Here's a quick look at the recent capital raises that form the bulk of the current income:

Financing Event	Date	Expected Gross Proceeds (Max)	Expected Net Proceeds (Max)
November 2025 Public Offering	November 2025	$115 million	$107.8 million
At-The-Market (ATM) Sales	October 2025	Not specified	$49.8 million

The cash position as of September 30, 2025, stood at $170.5 million in cash, cash equivalents, and marketable securities.

Potential future regulatory and sales milestone payments from telitacicept sub-licensing (if executed)

While not realized revenue yet, the value of Vor Biopharma Inc.'s collaboration with RemeGen Co., Ltd. on telitacicept is structured around future non-product revenue events. These are contingent payments tied to development and regulatory success. The partnership, which has seen positive Phase 3 data readouts in China for Sjögren's disease and IgA nephropathy, creates a pathway for these potential cash inflows. The specific dollar amounts for these milestones are typically confidential unless triggered, but they represent a crucial part of the business model's upside.

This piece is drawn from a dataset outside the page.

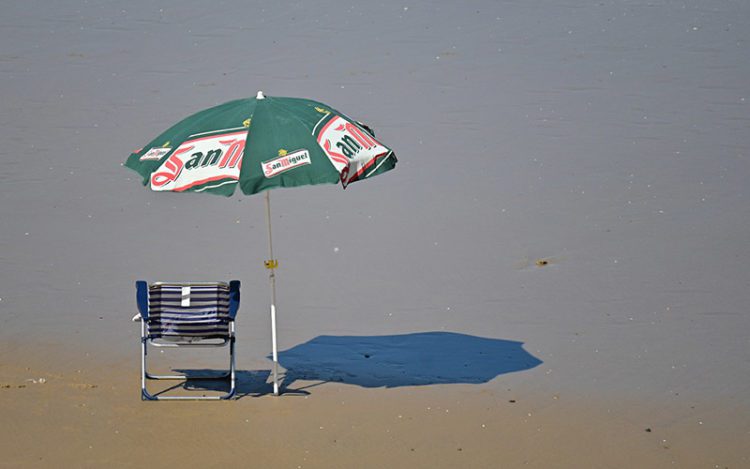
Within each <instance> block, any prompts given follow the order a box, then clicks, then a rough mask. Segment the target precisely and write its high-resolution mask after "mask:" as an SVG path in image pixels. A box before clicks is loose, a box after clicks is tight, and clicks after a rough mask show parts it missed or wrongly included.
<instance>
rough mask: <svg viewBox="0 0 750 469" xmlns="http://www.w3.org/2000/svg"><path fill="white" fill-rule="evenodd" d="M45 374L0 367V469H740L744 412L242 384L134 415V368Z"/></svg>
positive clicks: (474, 391) (67, 368) (698, 400)
mask: <svg viewBox="0 0 750 469" xmlns="http://www.w3.org/2000/svg"><path fill="white" fill-rule="evenodd" d="M70 358H71V359H79V360H82V361H83V362H84V363H85V360H86V358H85V357H74V356H71V357H70ZM89 361H92V360H91V359H89ZM49 368H50V367H49V366H45V365H44V364H41V365H38V366H29V367H24V368H20V369H19V368H17V367H13V366H3V367H2V369H0V383H1V385H2V389H0V391H1V392H2V400H0V411H2V415H3V421H4V425H3V427H2V431H0V440H1V441H2V453H3V462H2V465H3V467H17V466H18V467H103V466H106V467H137V466H141V465H144V464H146V465H149V466H151V467H168V466H171V465H173V464H175V461H182V463H183V464H184V463H186V464H188V465H190V466H195V467H198V466H201V467H205V466H219V465H226V464H230V465H242V466H245V467H261V466H266V467H303V468H304V467H306V468H324V467H372V468H376V467H446V468H448V467H466V466H469V467H488V468H489V467H538V468H546V467H653V468H658V467H744V466H746V465H747V456H746V451H747V445H746V439H744V438H743V436H742V435H747V431H748V428H747V421H748V419H747V417H748V415H747V411H746V409H744V408H743V407H742V406H741V405H740V406H733V405H732V404H731V403H727V402H717V401H699V400H692V399H689V398H687V399H680V398H679V397H675V396H672V397H671V398H669V399H661V400H659V401H653V400H651V401H644V400H638V399H632V398H630V397H629V396H627V395H607V396H601V395H600V396H597V397H594V398H589V397H583V396H579V395H576V394H574V393H560V394H555V393H551V392H547V393H533V392H528V391H526V390H524V388H523V387H520V388H517V389H512V388H510V389H500V388H499V387H482V386H475V385H437V386H431V387H425V388H418V387H406V388H398V389H387V390H384V389H380V388H378V389H362V388H356V387H352V386H348V385H344V384H326V385H323V386H319V385H317V383H315V382H304V381H301V382H297V383H296V385H295V386H294V388H295V389H294V390H289V392H288V394H285V395H284V396H282V397H273V396H271V395H268V394H267V392H268V387H267V386H259V385H258V383H257V382H255V383H253V382H251V381H248V380H246V381H244V382H243V381H242V380H241V381H240V386H239V388H240V396H239V399H237V400H233V401H223V402H194V401H191V402H157V403H142V402H140V401H138V400H137V393H138V387H137V370H136V369H135V368H134V367H132V366H129V365H121V366H120V367H118V368H117V369H116V370H105V369H96V370H93V369H86V368H83V369H75V368H67V367H64V366H63V367H60V366H54V367H52V368H53V370H54V371H52V370H50V369H49ZM27 376H31V377H34V378H25V377H27ZM40 378H42V379H43V381H40ZM743 440H744V441H743ZM40 443H41V444H40Z"/></svg>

The funds from the November 2025 offering are specifically earmarked to advance telitacicept clinical development, including initiating a Phase 3 trial for primary Sjögren's Disease, manufacturing, and pre-commercialization activities.

Potential future royalties on telitacicept sales in RemeGen's territories (China)

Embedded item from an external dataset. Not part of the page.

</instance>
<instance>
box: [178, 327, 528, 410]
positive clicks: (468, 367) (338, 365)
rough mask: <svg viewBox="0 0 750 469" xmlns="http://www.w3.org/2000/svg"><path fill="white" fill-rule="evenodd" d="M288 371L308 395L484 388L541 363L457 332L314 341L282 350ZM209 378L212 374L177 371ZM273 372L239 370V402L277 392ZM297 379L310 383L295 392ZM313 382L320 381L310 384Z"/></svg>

The second type of contingent future revenue involves royalties. If telitacicept gains approval and is commercialized in territories covered by the agreement with RemeGen, Vor Biopharma Inc. would be entitled to a percentage of those net sales. This is a long-term, passive revenue stream that only materializes post-launch. The successful Phase 3 data in China for multiple indications-gMG, Sjögren's disease, and IgA nephropathy-directly de-risks this potential royalty stream. You need to track the regulatory filings in China closely for this to become a reality.

The current revenue streams are entirely dependent on capital markets, which is typical for a company at this stage:

• Zero revenue from product sales as of late 2025.
• Cash from equity financing, including the $115 million gross raise in November 2025.
• Cash from At-The-Market sales totaling $49.8 million in October 2025.
• Contingent milestone payments from the RemeGen collaboration (potential).
• Contingent royalty payments from RemeGen-controlled sales in China (potential).

Finance: draft 13-week cash view by Friday.